Concurrent Sidesteps M&A Talk
During the Q&A session, an analyst asked if the video-on-demand (VOD) supplier had "considered" potentially putting the company up for sale, arguing that the company has "really gone nowhere in the last two or three years."
"We can't really comment on that, per se," said Concurrent president and CEO Dan Mondor, who took the helm of the company in April, replacing Gary Trimm. (See Concurrent CEO Quits.) "We're focused on executing the business." [Ed. note: Does that mean killing the business?]
The analyst rephrased his question, asking if any strategic buyers have approached Concurrent, noting that company revenues were down 10 percent sequentially in the fiscal fourth quarter, and that the company's negative growth rate "isn't a one quarter phenomenon."
"I think Dan's already reiterated. We can't ever comment on those types of activities," responded Concurrent CFO Emory Berry, countering that the company's full-year revenues and margins did improve.
Well, just barely. Company-wide revenues for fiscal 2008 were $70.8 million, versus $69.1 million, a 2.4 percent increase. However, revenues for Concurrent's on-demand product line dropped to $41.6 million, versus $43.3 million. For the fourth quarter, revenues declined 9.1 percent, to $17.6 million. On-demand-related revenues dropped 16.2 percent, to $10.1 million. Concurrent also posted a quarterly net loss of $1 million (12 cents per diluted share), versus year-ago net income of $301,000 (4 cents per fully diluted share).
In July, Concurrent, in an attempt to regain Nasdaq compliance, initiated a 10-for-1 reverse stock split of its common stock after investors approved the move. (See Concurrent Investors OK Split.)
Another hot topic on the call was the network digital video recorder (nDVR) following a favorable court ruling on Cablevision Systems Corp. (NYSE: CVC)'s so-called "remote-storage" DVR. (See Court Resurrects Cablevision's Network DVR and Network DVR Still Paused .)
Concurrent predictably viewed the ruling as a positive for the vendor.
The nDVR "is in our sweet spot," Mondor said, citing "Start Over" deployments Concurrent already has underway with MSOs such as Time Warner Cable Inc. (NYSE: TWC) and Bright House Networks . "We are very well-positioned to benefit from that trend towards [the] network DVR. We have solutions that satisfy the results of that, which will [include] very high [ingest] rates and storage capacity."

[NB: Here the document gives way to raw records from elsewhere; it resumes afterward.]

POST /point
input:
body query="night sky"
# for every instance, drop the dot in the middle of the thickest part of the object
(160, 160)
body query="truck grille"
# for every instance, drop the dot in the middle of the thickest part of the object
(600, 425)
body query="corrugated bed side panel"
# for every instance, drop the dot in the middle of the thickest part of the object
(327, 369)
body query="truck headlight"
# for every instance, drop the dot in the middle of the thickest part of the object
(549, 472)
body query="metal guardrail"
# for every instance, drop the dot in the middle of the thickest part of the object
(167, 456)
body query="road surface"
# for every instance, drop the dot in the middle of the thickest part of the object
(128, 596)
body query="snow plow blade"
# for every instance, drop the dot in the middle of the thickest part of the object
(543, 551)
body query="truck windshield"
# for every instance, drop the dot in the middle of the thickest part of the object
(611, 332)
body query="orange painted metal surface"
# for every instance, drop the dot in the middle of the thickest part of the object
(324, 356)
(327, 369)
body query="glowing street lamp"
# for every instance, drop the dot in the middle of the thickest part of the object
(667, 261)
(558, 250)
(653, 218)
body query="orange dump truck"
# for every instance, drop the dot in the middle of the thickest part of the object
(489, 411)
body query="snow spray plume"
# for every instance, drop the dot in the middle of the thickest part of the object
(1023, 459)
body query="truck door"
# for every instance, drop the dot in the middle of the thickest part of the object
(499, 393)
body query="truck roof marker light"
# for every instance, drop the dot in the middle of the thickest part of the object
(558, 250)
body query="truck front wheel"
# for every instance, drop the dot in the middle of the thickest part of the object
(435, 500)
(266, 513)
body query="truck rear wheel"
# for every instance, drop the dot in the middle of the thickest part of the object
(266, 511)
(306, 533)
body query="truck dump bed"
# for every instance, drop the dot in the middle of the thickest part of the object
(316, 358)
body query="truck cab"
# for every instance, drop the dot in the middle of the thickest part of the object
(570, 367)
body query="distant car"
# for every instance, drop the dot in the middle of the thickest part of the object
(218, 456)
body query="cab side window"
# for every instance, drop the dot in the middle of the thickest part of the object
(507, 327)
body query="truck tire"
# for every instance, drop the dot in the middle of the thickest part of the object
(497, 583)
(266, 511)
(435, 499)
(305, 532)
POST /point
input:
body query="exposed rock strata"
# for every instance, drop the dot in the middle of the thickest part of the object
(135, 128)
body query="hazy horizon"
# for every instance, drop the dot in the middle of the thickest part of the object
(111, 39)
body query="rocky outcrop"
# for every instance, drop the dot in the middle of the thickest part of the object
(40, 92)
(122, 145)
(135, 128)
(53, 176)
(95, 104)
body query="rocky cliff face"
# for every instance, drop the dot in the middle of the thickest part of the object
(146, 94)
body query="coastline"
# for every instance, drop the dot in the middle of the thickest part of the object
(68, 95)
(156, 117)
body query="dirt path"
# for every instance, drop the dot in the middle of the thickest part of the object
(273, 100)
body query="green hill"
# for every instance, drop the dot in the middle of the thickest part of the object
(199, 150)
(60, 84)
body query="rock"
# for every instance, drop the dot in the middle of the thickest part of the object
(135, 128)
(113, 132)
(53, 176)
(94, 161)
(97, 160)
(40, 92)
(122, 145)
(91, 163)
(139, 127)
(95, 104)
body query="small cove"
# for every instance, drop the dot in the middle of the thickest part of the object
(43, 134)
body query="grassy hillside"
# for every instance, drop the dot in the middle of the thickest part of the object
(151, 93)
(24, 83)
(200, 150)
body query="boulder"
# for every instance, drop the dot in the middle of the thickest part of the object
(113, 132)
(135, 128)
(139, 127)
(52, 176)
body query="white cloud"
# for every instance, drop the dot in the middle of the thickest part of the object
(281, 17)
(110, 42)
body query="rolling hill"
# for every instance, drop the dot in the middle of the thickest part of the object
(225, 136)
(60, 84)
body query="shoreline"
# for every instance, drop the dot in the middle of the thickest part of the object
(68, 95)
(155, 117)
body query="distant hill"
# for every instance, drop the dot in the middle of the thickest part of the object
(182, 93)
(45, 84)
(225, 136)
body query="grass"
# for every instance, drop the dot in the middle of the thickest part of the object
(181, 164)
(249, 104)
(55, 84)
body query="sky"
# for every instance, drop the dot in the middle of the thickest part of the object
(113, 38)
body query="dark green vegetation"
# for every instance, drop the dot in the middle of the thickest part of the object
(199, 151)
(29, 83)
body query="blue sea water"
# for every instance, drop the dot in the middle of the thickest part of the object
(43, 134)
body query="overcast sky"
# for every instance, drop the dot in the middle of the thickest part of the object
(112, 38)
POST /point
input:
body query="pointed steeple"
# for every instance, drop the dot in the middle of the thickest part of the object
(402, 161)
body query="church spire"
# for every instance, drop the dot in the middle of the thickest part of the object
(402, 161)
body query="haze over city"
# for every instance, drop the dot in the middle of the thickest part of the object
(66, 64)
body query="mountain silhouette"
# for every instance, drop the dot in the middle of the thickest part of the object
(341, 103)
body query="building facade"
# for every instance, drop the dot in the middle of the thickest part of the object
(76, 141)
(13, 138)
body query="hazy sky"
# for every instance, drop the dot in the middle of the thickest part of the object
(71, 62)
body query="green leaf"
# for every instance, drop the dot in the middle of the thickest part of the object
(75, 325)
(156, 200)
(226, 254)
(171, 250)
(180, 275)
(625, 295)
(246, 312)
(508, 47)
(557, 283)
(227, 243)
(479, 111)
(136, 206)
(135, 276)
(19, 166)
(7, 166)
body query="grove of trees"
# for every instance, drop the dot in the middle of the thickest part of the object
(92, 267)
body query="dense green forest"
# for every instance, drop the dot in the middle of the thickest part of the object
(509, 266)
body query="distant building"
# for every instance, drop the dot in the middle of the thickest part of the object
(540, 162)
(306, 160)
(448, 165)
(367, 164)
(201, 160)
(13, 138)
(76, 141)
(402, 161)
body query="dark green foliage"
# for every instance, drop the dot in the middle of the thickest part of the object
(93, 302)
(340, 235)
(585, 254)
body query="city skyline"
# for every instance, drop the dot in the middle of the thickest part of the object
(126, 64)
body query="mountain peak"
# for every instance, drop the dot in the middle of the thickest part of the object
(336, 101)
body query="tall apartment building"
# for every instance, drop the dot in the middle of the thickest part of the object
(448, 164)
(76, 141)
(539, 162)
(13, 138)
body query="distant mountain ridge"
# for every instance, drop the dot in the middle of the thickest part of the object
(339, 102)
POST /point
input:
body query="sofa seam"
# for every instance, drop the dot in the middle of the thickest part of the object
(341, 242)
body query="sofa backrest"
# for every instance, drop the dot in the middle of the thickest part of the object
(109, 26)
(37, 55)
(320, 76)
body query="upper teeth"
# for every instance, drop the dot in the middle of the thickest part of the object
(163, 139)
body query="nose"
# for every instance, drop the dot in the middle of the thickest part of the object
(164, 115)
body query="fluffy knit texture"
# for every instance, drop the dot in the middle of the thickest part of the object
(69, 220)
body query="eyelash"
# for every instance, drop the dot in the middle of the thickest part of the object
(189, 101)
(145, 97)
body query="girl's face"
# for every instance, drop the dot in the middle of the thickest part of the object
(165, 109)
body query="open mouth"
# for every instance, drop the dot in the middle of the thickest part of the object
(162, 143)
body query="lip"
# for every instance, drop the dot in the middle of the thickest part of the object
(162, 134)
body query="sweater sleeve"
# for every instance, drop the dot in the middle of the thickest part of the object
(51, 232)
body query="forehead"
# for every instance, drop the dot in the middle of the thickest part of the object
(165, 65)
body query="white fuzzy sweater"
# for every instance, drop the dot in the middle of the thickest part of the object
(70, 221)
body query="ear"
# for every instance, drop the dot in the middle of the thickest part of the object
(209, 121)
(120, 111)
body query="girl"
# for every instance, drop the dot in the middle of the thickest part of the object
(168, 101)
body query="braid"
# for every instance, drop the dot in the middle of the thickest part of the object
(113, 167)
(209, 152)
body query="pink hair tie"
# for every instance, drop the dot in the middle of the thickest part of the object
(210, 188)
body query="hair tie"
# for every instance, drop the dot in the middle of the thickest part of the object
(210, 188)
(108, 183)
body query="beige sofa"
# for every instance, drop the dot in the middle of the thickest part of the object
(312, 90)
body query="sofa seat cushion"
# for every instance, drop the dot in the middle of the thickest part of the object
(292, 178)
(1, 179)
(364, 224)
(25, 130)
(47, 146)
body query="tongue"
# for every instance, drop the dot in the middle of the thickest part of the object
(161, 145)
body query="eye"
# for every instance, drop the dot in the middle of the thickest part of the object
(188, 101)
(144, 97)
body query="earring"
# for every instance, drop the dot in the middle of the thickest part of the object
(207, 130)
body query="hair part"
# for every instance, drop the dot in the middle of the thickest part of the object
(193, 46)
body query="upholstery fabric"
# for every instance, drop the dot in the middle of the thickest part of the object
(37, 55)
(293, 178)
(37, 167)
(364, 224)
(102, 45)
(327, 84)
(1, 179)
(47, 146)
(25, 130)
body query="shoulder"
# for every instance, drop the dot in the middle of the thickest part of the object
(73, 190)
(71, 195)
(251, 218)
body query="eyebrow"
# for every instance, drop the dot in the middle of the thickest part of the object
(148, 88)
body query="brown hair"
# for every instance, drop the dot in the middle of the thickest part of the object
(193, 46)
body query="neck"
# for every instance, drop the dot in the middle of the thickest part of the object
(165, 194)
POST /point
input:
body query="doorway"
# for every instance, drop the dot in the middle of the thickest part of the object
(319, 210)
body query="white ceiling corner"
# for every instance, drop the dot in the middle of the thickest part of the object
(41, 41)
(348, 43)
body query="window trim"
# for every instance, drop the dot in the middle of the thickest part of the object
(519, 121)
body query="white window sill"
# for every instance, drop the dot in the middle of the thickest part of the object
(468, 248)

But the ruling doesn’t mean operators will be deploying nDVR services at the drop of a hat, as it's possible that the Cablevision case will face an appeal. "We've had... conversations with the operators, and the feedback we're getting is that they're going to proceed cautiously [with] nDVR applications," said Jim Brickmeyer, Concurrent's VP of product line management.